The last song of the last presentation of The Walkmen, amazing and very emotional moment.

The band performed at an NBA All-Star gig in New Orleans on Saturday night (February 17). See above now to watch the band play ‘We’ve Been Had’ as well as frontman Hamilton Leithauser giving a speech eulogising the New York group. The Walkmen performed as part of Rock On Foundation’s first Alt-Star Party during the NBA All-Star break. The event was held by San Antonio Spurs’ player Matt Bonner.

Speaking to the audience, Leithauser suggested The Walkmen will not join the droves of bands who have split only to reform at a later date. “This is the end,” he said. “This is the last thing we’ll ever do. But this is great.
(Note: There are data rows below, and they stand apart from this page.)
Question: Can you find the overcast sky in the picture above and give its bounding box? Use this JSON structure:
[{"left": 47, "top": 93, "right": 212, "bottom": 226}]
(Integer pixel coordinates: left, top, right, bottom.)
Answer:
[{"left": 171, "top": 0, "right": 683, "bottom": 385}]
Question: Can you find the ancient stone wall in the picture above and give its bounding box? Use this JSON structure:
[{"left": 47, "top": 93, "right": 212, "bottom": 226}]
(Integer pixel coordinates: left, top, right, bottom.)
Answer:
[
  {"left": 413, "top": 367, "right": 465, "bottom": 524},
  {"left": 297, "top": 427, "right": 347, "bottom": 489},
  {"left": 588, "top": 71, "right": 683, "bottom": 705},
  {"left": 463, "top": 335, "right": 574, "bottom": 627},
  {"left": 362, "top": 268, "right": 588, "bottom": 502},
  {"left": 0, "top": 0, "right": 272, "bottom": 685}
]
This is the first song we ever wrote together.”

Meanwhile, Walter Martin of the band posted a picture of the group after the gig with the caption: “There will always be an ‘us’ in hiatus”

Bass player Peter Bauer revealed late last year that the band have no plans to write or record together in the future and that they had played their last live date in promotion of 2012 album ‘Heaven’.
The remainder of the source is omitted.